Johnny gähnte mehrmals. Er war müde und musste früh aufstehen.
„Roger, ich bin nicht ein Arbeitsloser wie du. Muss morgen früh aufstehen“, neckte er Roger.
„Noch arbeitslos, Johnny. Es ist auch schön, solche Zeiten zu genießen. Bald ist es vorbei. Das Gespräch mit dir hat mir die Augen geöffnet. Ich habe selbst schon meine Idee. Ich bin vielleicht viel früher in Europa als du. Wollen wir wetten?, fragte Roger.
„Das werden wir sehen, Bruder. Gute Nacht“, sagte Johnny cool.
„Gute Nacht, Johnny.“
Johnny machte sich zu Fuß auf den Weg ins Hotel und dachte unterwegs nach „warum müssen die Europäer alles so schwierig machen? Sie sind selbst schuld, wenn die Afrikaner so handeln. Gerade die Europäer, die wegen Armut, Krankheit und Platzmangel ihren Kontinent verlassen haben, um das Land der anderen mit Gewalt zu übernehmen, gerade die reden vom Abschotten Europas. Das ist nicht nur egoistisch, das ist boshaft. Wenn sie uns dabei uns in Ruhe lassen würden und unseren Reichtum nicht klauen würden, könnte man das noch verstehen und verzeihen. Sie haben in Afrika Unheil angerichtet, in Australien in Neuseeland, in Nord- und Südamerika Massaker verübt und sich fremdes Eigentum angeeignet. Wie können sie moralisch den anderen, den sie alles geklaut haben, verbieten, ein Teil davon zurückzuhaben? Sie bringen in den afrikanischen Ländern nur Diktatoren an die Macht, die dazu da sind, das Volk zu verarmen und ihnen die Ausbeutung zu garantieren. Nein, auch wenn sie die Mauer um Europa bis in den Himmel bauen, werden wir es immer schaffen, nach Europa zu kommen. Wir werden Europa ganz langsam erobern. Wir werden uns noch viel stärker vermehren, in dem wir dort viele Kindern machen. Das ist unsere leise und friedliche Revolution, ein Krieg ohne Namen, ohne Waffen, der aber einen vollständigen Sieg garantiert“, sinnierte er.
Die Weckfunktion seines Handys hatte versagt. Als Johnny aufwachte, war es schon 8 Uhr 50. Auch heute würde er später dran sein. Er machte sich fertig und ging ohne zu frühstücken, circa 20 Minuten später war er im Hotel.
Als er ankam, saßen schon viele Gäste am Frühstückstisch. Er ging zu ihnen, grüßte sie und fragte sie, ob alles in Ordnung sei.

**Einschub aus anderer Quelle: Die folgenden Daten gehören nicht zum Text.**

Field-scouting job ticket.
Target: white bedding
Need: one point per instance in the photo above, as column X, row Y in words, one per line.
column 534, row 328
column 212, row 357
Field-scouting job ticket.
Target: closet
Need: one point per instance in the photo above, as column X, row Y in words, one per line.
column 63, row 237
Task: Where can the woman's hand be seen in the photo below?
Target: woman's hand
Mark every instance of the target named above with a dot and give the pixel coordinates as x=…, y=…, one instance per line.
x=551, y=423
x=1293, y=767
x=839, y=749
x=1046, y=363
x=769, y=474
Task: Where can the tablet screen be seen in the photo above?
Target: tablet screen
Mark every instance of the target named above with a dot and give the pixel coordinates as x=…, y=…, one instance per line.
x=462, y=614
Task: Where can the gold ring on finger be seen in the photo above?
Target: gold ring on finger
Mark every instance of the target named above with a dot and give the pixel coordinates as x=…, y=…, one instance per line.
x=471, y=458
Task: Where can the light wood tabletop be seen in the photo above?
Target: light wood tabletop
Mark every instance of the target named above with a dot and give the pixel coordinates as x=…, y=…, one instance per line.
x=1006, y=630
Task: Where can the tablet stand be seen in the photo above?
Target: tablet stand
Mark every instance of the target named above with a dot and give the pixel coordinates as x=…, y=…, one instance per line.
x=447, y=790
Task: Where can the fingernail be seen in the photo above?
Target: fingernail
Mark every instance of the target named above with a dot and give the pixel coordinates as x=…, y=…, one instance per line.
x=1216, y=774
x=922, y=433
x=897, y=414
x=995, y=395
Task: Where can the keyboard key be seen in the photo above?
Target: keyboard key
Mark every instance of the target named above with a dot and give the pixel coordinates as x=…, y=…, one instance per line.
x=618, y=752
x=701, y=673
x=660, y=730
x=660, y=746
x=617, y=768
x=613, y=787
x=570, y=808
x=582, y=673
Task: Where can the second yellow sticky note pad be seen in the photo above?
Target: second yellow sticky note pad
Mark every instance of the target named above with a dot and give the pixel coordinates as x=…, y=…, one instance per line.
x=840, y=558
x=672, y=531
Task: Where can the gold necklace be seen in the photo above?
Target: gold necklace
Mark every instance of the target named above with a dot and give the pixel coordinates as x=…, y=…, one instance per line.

Er machte einen schnellen Rundgang und verschwand erstmal kurz im Büro. Der Direktor hatte ihm keine Aufgaben hinterlassen und wie es aussah, war er gestern gar nicht dagewesen. Er war einer dieser sogenannten Direktoren, die meinten, als Chefs müssten sie gar nicht immer da sein. Sie kommen erst gegen Mittag, um bald nach dem Mittagsessen wieder zu gehen. Nach der Mittagspause, die es in Kamerun offiziell nicht mehr gibt, kommen sie gegen 15 Uhr wieder, und ab 16 Uhr empfangen sie niemanden mehr. Es heißt der Direktor ist beschäftig, der Direktor ist auf Mission usw.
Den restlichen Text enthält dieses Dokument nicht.